Raylan_ A Novel - Elmore Leonard [37]
“Owed his soul to the company store,” Art said. “That was the truth of coal mining. Get paid in scrip only good at their store.”
Raylan said, “You saw those boys came in the restaurant?”
“Miners,” Art said.
“But you can’t tell by lookin at ’em, can you? They might get dust on their coveralls sittin up on a dragline, but not a bit of coal dirt on them.”
Art said, “Those boys were United Mine Workers at one time, like everybody else.”
“You’re union, M-T won’t hire you.”
“Leave ’em alone. They have to care for their families.”
They were approaching M-T Mining’s Looney Ridge site. Art said, “They dump the rocks and waste over the side and call it ‘holler fill.’ ”

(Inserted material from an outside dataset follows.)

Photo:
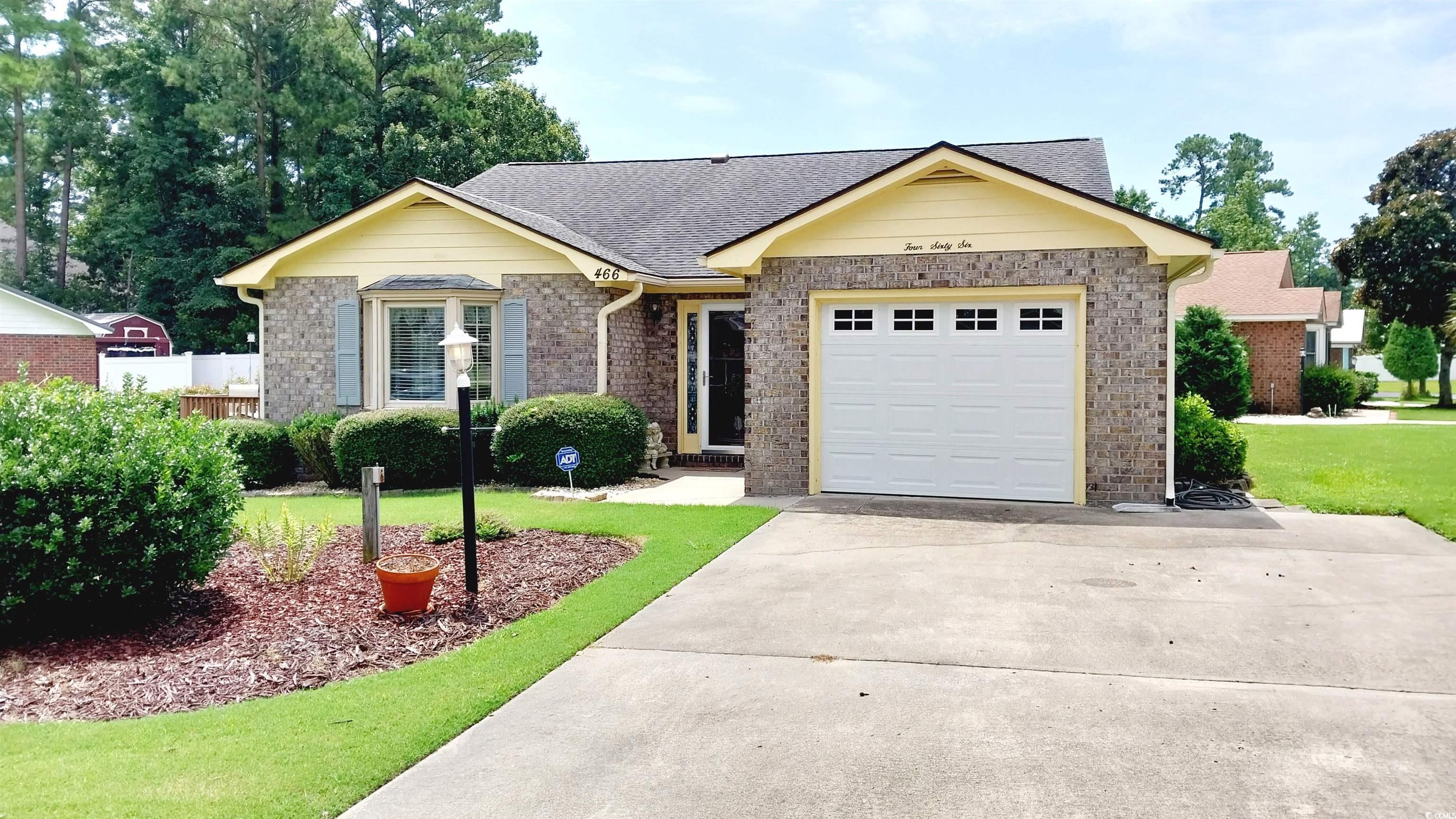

He slowed down to crawl past a company sign nailed to a tree. It said:
NO TRESPASSING
NO HUNTING
NO FISHING
NO FOUR-WHEELERS
NO SIGHTSEEING
NO NOTHING
Raylan said, “ ‘Violators will be prosecuted,’ but nothing about investigating maybe a homicide, so we’re okay.”
They were in the trees now heading up to the work site.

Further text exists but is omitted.